Healing is necessary for all of us and the program will do much to help the individuals, who had to fight and struggle every day, to feel that what they did, did not go unnoticed. I wish you could have been there to see all of the hugging and talking going on after the program.

I know how I struggled all of these years after my father's murder. I deal with it by working to make a change. That is the commitment I made on the night of my father's death and it helps me to move on. I will never forget but I work, instead of allowing it to make me do crazy things like drugs or wallowing in self pity so much that I can't function in the way I should.

It doesn't hurt to let the "little guys" know that we remember what they did and we appreciate what they did. Some names are always the names you hear, and they are not the ones who did everything.

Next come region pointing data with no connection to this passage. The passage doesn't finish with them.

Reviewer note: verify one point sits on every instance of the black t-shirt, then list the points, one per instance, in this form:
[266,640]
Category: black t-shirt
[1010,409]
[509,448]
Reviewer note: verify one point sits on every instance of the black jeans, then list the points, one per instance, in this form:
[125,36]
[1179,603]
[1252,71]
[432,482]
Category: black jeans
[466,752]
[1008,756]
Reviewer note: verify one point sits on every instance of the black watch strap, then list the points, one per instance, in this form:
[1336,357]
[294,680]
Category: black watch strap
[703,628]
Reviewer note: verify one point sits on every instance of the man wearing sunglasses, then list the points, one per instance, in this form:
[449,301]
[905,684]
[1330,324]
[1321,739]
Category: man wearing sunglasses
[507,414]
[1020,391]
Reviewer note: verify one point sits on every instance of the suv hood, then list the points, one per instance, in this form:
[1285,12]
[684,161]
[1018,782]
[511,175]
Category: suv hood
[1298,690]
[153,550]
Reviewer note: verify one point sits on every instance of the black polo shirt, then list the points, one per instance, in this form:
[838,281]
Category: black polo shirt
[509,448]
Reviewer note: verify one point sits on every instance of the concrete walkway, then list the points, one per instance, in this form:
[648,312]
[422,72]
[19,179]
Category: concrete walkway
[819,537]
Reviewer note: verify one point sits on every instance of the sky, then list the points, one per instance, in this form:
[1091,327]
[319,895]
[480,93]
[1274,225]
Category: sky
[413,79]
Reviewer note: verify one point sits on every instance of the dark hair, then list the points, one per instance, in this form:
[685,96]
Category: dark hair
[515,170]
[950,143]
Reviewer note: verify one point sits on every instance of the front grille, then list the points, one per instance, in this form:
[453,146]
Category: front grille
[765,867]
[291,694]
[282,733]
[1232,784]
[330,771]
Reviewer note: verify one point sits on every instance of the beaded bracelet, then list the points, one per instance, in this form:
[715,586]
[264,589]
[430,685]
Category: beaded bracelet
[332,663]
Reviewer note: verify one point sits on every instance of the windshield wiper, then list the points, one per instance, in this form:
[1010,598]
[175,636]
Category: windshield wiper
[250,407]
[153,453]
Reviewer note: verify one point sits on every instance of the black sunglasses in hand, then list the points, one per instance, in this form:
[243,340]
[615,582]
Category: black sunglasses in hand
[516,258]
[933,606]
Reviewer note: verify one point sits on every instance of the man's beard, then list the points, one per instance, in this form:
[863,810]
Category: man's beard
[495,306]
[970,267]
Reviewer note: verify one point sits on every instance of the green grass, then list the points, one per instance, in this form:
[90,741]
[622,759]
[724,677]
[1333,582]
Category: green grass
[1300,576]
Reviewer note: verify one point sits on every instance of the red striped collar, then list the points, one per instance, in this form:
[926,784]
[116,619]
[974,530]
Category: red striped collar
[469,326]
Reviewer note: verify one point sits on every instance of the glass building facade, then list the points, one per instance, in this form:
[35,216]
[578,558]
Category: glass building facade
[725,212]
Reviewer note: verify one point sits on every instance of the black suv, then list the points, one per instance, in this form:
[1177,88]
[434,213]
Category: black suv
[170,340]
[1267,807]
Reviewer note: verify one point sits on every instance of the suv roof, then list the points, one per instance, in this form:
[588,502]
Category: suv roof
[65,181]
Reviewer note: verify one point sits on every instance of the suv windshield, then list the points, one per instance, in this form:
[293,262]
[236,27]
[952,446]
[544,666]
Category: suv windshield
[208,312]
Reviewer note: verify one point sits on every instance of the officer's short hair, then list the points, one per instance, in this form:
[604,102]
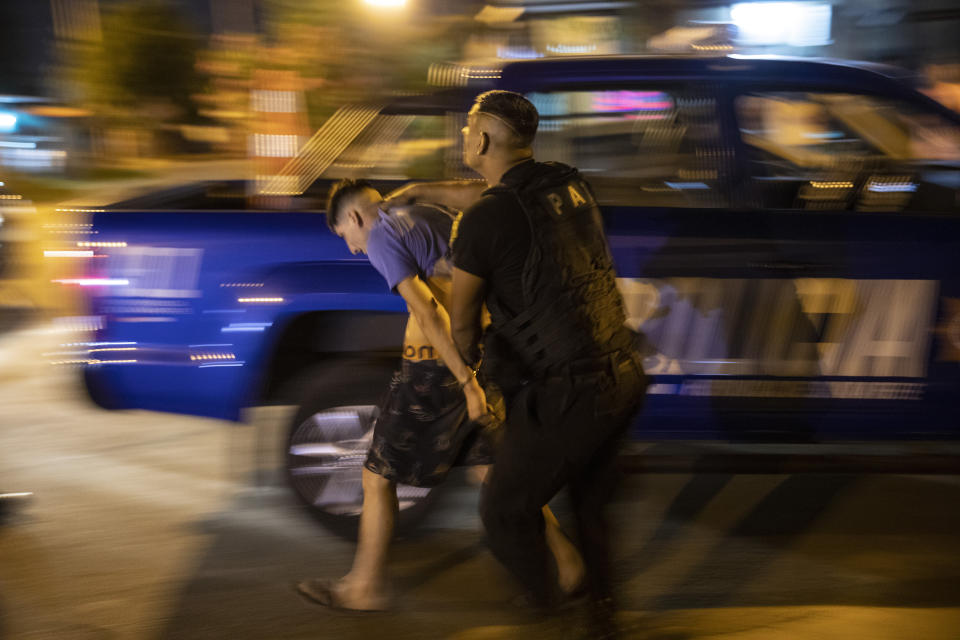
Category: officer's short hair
[339,194]
[514,110]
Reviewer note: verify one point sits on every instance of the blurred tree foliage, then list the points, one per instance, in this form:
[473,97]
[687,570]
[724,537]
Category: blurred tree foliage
[142,68]
[347,50]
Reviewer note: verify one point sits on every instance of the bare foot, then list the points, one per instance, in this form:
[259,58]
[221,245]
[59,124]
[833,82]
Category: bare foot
[343,594]
[363,597]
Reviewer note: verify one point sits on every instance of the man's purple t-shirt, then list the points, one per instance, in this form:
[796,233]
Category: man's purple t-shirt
[409,241]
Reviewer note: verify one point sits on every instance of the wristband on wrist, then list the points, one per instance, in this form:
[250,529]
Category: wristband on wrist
[473,373]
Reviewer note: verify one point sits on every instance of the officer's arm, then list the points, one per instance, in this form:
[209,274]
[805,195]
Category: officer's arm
[466,304]
[435,323]
[457,194]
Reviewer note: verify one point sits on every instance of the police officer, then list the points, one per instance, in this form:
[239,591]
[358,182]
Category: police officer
[532,247]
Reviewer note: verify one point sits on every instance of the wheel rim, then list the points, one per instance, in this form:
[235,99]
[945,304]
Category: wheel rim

Events like this can be used to not only recognize people but to also teach our young children the history.

Yvonne Hampton Realizes Dream

For many years Yvonne Hampton has had the dream of establishing a community center in her hometown of Butler, Alabama. Last year, she realized this dream with the establishment of the Choctaw Community Development Center, Inc. The center, which is run by volunteers, including Yvonne as its CEO, offers afterschool programs and regular basketball practicee with shoot outs and tournaments. The Center houses the Bay Area Food Bank, and it distributed donated clothing to evacuees and others after Katrina.

Yvonne’s sister Sara Pool worked hard on setting up a Black History Room. There is also a computer room (with four computers for adult education), a library, a kitchen, and plans for an exercise room. A business incubator will be set up downstairs as soon as a water problem is fixed.

The organization’s eleven board members range in age from fifteen to eighty six.

Yvonne earned her master’s degree through RDLN, working with Advisors Billie Jean Young, J.D. and Clark Arrington, J.D., who was then with Equal Exchange.